So maybe I’m not over turkey yet. Some may claim they need a longer break between Thanksgiving and the end of January to carve into another one of these meaty birds; I am not one of them.
I nabbed an organic turkey and roasted it the other Sunday. Nick and I reveling in the chunks of roasted fare, onions, carrots and garlic, my mind was already flipping through the rolodex of things to do with the leftovers. One of my old favorites, cold turkey salad, popped into my head.
I could just taste the tangy mayo with that particular incandescent flavor of turkey, chopped and chilled; the meat softened in oil, herby and refreshing. But alas! Mayo is off the menu for the nutrient-aware. Au contraire, mon frére (or soeur), homemade mayo is nutrient dense and not packed with harmful preservatives and toxins.
I followed Pat Connolly’s recipe in “The Candida Albicans Yeast Free Cookbook” almost to the letter, except I used half the oil. I can’t stomach the idea of using a full cup of expensive organic olive oil at once, and because I don’t think I could literally stomach all that oil.
I know it’ll be spread out over a few servings, but still… If I can get away with using less, I’m doing it. It might have been a tinge fluffier had I added that extra half a cup, but it did the job just fine as it was. Not too runny, just moistening and flavoring like the job description called for.
Now traditionally, celery is the go-to for cold meat salads like this. But I figured, while I’m dreaming, why not dream bigger? I had a bulb of fresh fennel lying around that I knew would come in handy on just such as occasion.
The sweetness and complexity it added, with the familiar crunch and juiciness that just belongs in turkey salad, made it next level good; familiar, but better.

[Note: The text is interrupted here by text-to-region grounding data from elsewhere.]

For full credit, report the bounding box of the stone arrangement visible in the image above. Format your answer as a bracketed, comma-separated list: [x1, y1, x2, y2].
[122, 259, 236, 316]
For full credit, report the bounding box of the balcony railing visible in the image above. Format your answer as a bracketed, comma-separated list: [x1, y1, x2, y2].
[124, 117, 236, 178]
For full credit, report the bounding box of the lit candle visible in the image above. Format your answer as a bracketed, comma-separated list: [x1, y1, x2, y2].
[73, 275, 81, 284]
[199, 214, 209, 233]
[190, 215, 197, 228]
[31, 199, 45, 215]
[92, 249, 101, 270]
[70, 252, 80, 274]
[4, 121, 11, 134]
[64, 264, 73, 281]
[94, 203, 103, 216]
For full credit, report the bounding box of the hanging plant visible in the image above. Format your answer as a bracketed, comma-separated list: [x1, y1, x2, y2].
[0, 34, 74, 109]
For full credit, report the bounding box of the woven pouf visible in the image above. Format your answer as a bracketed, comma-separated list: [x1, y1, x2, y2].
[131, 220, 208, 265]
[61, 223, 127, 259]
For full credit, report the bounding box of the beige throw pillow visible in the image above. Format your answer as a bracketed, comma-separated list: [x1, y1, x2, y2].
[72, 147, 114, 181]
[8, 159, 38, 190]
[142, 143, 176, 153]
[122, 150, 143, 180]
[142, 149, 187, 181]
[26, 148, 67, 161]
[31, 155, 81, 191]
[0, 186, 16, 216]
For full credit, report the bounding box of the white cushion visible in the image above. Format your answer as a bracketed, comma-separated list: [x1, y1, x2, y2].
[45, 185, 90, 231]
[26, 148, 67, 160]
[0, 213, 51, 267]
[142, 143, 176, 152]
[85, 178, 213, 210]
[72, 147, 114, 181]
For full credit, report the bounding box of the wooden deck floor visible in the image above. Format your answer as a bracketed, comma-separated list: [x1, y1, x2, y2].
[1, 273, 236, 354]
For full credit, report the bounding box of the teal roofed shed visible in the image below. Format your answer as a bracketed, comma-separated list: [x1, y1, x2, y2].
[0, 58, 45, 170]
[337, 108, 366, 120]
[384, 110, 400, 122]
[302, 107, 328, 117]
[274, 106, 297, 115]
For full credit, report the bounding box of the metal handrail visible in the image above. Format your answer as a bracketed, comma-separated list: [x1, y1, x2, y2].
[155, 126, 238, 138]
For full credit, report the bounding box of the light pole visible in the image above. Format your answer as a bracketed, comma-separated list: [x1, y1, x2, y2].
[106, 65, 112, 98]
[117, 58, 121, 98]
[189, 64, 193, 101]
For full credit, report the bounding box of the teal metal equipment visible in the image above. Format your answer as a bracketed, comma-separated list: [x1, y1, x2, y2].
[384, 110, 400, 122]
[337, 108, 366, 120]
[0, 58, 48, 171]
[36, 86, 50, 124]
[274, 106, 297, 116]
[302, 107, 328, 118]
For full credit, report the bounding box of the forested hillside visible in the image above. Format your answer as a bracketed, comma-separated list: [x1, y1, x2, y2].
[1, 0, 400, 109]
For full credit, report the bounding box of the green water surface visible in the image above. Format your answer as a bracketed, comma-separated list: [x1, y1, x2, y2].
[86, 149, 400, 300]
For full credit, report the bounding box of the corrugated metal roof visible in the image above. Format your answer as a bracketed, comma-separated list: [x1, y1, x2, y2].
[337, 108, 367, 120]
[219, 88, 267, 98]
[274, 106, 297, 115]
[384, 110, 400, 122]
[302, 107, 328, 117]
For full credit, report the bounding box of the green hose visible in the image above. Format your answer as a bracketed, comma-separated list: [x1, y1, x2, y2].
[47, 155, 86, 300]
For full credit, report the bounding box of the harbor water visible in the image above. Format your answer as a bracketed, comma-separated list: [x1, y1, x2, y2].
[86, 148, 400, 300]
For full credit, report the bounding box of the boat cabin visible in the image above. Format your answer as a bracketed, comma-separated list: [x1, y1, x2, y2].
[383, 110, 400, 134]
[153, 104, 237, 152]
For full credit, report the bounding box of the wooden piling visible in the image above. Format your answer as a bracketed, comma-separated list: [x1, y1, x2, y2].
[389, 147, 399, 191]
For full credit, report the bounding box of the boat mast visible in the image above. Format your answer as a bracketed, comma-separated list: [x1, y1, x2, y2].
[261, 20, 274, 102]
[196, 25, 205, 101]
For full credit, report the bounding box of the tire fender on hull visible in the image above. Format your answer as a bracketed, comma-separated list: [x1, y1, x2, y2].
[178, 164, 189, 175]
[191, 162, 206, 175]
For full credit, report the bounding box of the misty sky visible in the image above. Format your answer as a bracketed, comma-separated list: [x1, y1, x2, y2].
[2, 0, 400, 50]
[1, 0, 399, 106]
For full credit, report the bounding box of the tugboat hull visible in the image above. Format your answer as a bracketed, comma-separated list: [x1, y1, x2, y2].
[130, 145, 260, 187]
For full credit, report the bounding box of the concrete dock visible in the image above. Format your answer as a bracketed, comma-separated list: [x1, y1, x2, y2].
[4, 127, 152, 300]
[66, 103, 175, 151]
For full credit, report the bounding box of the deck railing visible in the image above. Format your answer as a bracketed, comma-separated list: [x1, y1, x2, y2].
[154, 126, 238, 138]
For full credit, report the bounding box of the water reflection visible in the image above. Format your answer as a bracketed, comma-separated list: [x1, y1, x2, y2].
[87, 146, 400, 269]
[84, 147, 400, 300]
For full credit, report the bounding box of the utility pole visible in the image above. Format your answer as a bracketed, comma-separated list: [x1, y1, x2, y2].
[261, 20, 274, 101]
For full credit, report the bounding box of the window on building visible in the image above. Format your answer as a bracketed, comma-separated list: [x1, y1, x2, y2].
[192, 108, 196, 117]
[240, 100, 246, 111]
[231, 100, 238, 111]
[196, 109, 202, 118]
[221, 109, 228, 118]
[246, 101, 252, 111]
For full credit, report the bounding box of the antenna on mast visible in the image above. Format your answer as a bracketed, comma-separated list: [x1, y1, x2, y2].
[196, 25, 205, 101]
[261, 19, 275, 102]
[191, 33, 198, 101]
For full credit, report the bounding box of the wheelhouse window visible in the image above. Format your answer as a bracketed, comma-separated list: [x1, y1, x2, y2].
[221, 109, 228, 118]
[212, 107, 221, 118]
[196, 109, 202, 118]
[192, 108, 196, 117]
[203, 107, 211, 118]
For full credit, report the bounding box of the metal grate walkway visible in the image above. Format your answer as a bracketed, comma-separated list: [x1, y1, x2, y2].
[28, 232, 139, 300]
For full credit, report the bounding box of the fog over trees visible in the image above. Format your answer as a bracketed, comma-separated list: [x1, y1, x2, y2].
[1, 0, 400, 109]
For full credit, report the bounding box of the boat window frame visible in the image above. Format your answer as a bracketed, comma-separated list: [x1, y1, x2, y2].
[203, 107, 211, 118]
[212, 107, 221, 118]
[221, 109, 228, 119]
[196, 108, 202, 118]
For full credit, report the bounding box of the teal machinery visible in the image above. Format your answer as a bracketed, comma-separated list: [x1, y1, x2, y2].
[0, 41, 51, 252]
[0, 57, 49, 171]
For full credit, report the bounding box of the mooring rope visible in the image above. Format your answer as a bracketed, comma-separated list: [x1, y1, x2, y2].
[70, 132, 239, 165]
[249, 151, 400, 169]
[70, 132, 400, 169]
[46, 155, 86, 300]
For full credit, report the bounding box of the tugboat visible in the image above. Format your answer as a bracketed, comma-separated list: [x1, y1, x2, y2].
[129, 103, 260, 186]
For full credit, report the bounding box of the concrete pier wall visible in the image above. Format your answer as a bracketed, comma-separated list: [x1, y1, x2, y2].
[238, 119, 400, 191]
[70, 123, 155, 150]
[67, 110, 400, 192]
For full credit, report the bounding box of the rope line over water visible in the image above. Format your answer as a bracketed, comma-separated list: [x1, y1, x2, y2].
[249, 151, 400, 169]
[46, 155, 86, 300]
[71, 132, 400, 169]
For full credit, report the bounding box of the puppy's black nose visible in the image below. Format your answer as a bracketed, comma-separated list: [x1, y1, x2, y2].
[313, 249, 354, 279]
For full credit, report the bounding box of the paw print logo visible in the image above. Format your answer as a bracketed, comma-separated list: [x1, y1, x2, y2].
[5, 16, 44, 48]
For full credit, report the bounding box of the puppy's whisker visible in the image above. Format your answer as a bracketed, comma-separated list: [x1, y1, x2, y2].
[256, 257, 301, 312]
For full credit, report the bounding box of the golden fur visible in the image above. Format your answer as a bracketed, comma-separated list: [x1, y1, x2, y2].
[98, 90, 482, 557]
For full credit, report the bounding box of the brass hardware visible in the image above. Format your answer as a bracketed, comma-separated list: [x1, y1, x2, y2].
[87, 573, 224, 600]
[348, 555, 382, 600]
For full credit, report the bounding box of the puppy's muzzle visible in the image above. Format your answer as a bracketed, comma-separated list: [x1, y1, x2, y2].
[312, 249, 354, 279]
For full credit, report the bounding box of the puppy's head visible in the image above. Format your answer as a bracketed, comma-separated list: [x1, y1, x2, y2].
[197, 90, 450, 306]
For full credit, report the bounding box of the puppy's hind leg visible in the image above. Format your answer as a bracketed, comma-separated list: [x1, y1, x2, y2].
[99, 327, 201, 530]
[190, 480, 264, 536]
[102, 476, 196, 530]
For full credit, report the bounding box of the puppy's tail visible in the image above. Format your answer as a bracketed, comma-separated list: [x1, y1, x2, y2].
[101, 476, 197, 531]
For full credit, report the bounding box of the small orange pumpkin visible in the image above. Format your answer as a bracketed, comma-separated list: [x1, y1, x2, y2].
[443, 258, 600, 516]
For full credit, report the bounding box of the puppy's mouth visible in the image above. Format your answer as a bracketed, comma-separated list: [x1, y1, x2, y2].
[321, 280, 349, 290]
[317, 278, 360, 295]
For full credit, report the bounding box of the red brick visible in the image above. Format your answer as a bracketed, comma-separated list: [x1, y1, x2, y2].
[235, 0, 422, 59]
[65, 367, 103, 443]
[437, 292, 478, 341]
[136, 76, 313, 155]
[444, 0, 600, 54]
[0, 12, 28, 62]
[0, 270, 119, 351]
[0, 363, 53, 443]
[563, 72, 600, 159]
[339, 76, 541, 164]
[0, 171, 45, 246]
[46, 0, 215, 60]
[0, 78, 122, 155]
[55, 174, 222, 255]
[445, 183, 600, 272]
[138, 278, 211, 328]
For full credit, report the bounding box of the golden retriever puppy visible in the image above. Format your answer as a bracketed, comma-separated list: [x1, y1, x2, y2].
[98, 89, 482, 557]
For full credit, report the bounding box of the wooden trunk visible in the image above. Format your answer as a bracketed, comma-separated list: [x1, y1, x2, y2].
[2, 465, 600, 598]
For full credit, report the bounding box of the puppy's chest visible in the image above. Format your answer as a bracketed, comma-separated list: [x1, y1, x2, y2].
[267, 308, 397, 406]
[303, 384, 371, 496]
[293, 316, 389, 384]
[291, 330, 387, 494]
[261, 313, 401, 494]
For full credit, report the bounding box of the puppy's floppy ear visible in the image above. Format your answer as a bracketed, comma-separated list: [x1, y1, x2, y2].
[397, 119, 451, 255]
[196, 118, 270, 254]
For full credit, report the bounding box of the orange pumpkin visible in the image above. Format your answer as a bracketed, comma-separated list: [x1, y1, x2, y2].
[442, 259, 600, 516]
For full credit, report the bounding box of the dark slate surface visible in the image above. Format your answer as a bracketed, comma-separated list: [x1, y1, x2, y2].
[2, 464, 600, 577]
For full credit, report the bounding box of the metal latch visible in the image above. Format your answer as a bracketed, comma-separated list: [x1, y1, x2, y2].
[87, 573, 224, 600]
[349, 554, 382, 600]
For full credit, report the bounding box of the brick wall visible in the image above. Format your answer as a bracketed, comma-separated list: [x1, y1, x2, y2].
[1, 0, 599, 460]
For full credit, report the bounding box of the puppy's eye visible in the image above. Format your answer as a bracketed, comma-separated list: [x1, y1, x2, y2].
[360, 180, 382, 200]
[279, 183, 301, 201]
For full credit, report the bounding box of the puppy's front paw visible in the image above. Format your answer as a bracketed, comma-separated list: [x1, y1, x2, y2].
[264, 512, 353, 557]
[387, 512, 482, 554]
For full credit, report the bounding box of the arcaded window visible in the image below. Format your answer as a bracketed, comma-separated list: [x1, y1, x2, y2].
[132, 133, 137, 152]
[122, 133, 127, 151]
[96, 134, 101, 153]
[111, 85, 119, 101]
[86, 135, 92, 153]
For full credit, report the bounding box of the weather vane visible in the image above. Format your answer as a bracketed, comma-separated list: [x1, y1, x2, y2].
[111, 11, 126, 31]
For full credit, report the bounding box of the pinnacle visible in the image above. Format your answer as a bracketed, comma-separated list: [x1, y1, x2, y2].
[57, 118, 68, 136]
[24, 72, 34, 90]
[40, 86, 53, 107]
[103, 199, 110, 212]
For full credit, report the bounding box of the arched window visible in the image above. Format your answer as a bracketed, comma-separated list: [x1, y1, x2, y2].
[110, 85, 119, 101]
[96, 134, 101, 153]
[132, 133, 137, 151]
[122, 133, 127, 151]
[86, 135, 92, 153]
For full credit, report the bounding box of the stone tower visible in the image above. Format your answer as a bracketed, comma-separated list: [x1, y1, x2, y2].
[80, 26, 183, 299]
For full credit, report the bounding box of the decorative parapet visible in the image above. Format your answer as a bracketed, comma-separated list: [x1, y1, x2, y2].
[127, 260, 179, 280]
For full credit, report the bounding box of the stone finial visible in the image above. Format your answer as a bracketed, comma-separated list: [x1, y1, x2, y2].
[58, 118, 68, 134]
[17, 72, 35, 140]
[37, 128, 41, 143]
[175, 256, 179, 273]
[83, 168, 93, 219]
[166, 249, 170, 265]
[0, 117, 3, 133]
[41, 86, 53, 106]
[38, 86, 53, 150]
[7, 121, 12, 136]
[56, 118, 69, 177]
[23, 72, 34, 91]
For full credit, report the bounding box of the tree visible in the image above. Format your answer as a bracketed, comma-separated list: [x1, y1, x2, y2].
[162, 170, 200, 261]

Fennel is a great source of fiber, which is always good, but particularly beneficial with a meat based dish like this one. It helps keep things moving. Also, due to fennel’s alkalizing nature, it neutralizes the acidity of the meat as it’s absorbed in the body.
It’s also a good way to get your potassium, which most people get from bananas, but are off limits for those on a low sugar diet.
Turkey is the bad boy of roasted poultry: has a more substantial dark side, can be intimidating but if you take your time with it, it’s something really special. Plus you only hear from it a couple times a year.
But from a biological perspective, turkey is all good. Lean meat packed with vitamins B3 and B6, which help your body fight disease, prevent anemia and maintain healthy nerve function. It also provides selenium, which fights free-radicals in the body, and thus protects against cancer.
And you though it was just good for inducing naps.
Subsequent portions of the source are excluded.